Chief executive Niels de Vos revealed during the Beijing Games that he had spoken to possible successors to Collins.
But Foster, the former 3,000m world record holder, added: "It's not an easy job. It's a very difficult task.
"It's not a squad like in other sports where you have squad training, there are a lot of individuals.
"And whether Charles van Commenee was the boss or Dave Collins was the boss, it wouldn't have made Colin Jackson run any quicker, it was him and his coach that made him run quicker.
"So I think you've got to temper it a little bit."
Van Commenee guided Denise Lewis to heptathlon gold in Sydney in 2000 and Kelly Sotherton to the bronze medal in Athens four years later, but later accused Sotherton of being a wimp and told her she should have won silver.
Former 800m Olympic champion Steve Ovett believes a change would be good for the sport and says changes are required if there is to be an improved performance at the London Games in four years' time.
They'll have to go in there and start carving things up, making sure that it's best for the athletes rather than the system
"You need someone who has the ability to come in, sees what needs to be done and get on with it," he told BBC Radio 5 Live's Sportsweek.
"He cannot be hampered by people saying, 'this is the way it's been done in the past and the way we're doing things now', you've got to have someone who say's 'no that isn't good enough.'
"We're not getting the right results for the money that is being poured into our sport, it's as simple as that. Accountability now has to come into it.

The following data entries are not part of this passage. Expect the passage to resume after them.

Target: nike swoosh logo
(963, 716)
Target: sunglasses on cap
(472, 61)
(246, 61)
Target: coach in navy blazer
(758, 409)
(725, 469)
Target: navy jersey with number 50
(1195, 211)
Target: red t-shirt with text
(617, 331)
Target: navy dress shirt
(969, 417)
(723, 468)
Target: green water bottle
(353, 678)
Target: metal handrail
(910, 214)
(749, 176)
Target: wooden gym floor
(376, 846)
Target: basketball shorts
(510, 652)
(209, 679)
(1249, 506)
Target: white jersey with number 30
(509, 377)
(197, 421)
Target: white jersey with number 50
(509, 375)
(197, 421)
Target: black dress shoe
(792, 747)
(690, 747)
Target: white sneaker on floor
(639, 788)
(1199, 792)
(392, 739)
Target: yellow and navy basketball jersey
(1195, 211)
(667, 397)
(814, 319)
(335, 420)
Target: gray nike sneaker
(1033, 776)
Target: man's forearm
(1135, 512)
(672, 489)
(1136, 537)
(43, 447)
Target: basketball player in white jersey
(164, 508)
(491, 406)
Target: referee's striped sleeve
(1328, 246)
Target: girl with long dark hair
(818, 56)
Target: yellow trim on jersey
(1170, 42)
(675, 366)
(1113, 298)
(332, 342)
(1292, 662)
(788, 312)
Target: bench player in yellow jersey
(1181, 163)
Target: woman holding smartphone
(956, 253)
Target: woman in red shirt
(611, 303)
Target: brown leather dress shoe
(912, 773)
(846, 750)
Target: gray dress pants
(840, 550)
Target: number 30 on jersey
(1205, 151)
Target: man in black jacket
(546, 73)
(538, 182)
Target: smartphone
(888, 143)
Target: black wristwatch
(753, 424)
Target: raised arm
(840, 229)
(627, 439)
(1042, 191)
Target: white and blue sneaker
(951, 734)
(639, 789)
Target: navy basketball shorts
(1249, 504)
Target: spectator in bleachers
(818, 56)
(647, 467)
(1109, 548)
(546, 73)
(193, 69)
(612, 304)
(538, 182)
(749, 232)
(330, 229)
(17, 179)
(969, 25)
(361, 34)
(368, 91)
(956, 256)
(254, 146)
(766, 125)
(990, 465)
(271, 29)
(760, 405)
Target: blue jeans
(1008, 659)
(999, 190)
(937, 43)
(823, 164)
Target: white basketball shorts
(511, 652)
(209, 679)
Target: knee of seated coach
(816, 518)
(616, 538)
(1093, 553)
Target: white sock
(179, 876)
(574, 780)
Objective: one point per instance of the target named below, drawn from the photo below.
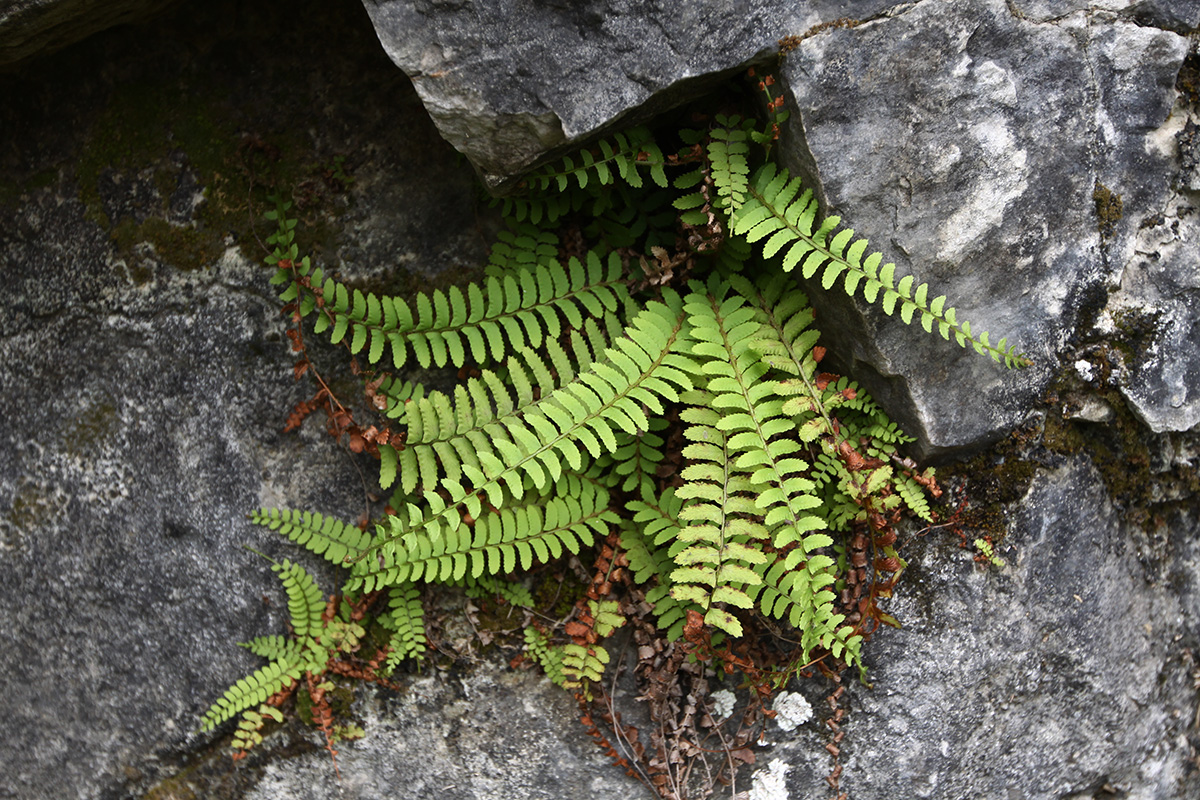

"They're going to have to upset people. They'll have to go in there and start carving things up, making sure that it's best for the athletes rather than the system."
Ovett added that a new performance director would benefit from having someone work alongside them, and admitted he would relish the opportunity.
"If you can get guys like Charles, you need someone to back him up," he added.
"I would love the job, there's no question about that, but you have to weigh up your life. I'm happy and would think, 'What do I need the job for?'."
Christine Ohuruogu was the only British track and field athlete to win gold in Beijing, while other sports such as cycling, sailing and rowing excelled as Team GB returned home with a record medal haul.
The athletics team was set a target of five medals and despite falling just one short with four, the performance of the team as a whole has come in for plenty of criticism.
But Ohuruogu has given her backing to Collins and believes he is the right man to take UK Athletics forward.
"I think from what I see he was doing a brilliant job, I haven't heard the criticism or negative things," she said.
"He's more than capable of doing what he needs to do. He has a team around him that assists him getting the team where they need to be.
"It's not bad, we were a medal short on what was predicted. I think there were good performances, a lot of PBs and getting into finals of tough events."
Ovett also criticised the attitude of the current crop of UK athletes, saying: "They need a severe reality check as to what you need to do to survive and what you need to do to win.
"But they need someone that, when they're out on the warm-up track just about to go out into the Olympic stadium, tells them 'this is what you've got to do.
"'No messing around, you're not going to fall off the back of the pace and just hang around and finish in eighth or ninth. We've supported you, you're good enough get out there and start winning medals'."